Drago Specialty Coffee
Drago Specialty Coffee is small, both inside and out—I walked past it three times before spotting the sign bearing the roastery’s name covertly affixed to a downtown building’s facade. At only three months old, on paper it’s the youngest of the recent up-cropping of specialty shops, but Drago is more than it seems. Located up a short, blanch-white staircase decorated with grounds-filled cups, Drago is actually a branch of a much larger and older commercial coffee roastery called Nam Long, which primarily produces a slightly more refined version of darkly roasted Phin-grade Robusta. Drago acts as an experimental arm of the company, roasting higher-quality coffees in smaller batches and blending Vietnamese and international beans in unusual combinations—Vietnamese Robusta blended with Ethiopia, anyone? When I visited, Drago staff were gathered around the shop’s lone table cupping coffees with help from Klasik’s Thiep. Since it was a weekend, and the majority of Drago’s customers are business people going to and from nearby office buildings, it didn’t hurt to shut down for an hour in order to do what Drago does best: experiment.
Saigon Coffee Roastery
Saigon Coffee Roastery is exactly what it sounds like, with a catalogue of small-batch, mostly Vietnamese coffee on offer. Vo Phap founded the company in response to the ubiquity of low-quality Phin coffee in his city, the worst of which is made up partly by fillers like soy and cornmeal—lax government regulation and low consumer standards allows for this noncoffee to pass, provided it’s served with enough sugar.
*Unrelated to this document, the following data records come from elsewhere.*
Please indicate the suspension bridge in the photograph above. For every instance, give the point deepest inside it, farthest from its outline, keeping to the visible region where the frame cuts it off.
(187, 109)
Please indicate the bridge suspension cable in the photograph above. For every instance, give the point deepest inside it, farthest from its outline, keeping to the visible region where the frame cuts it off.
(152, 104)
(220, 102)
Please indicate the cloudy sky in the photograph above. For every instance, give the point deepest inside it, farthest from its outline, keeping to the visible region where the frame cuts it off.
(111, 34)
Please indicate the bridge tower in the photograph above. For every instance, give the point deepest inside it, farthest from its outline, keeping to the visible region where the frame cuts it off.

Phap was influenced by the design of Italian espresso bars, and in little less than a year has carved out his own interpretation from a space above what was once an arcade and market. He doesn’t see the other new roasteries popping up in HCMC as competition, but as evidence that real Vietnamese coffee is on its way toward a decade of positive growth.
Shin Coffee began as an idea five years ago, and after breaking ground in 2015 it already has two outposts in downtown HCMC, just a five-minute walk from each other. The newer of the spaces is also the larger, occupying three stories in a building across the street and around the corner from some of the city’s busiest hotels. The intent here is to draw on a rapidly expanding base of foreign tourists; Shin wants to make sure it’s the first experience a visitor has with Vietnamese coffee. And although the spaces are relatively new, Shin’s founder, Nguyen Huu Long, isn’t new to the industry. He took his first job in coffee at a cafe in town as an 18-year-old, and has spent years bouncing between Vietnam and Japan, where he steeped in the coffee culture while working in cafes and as a translator. Now the plan is to pass on some of that knowledge: the newer Shin’s third floor is undergoing renovations that will transform it into a full-blown coffee training center, not unlike at Bosgaurus. Its wall is emblazoned with a coffee-variety family tree, its laminate branches catching light as they extend.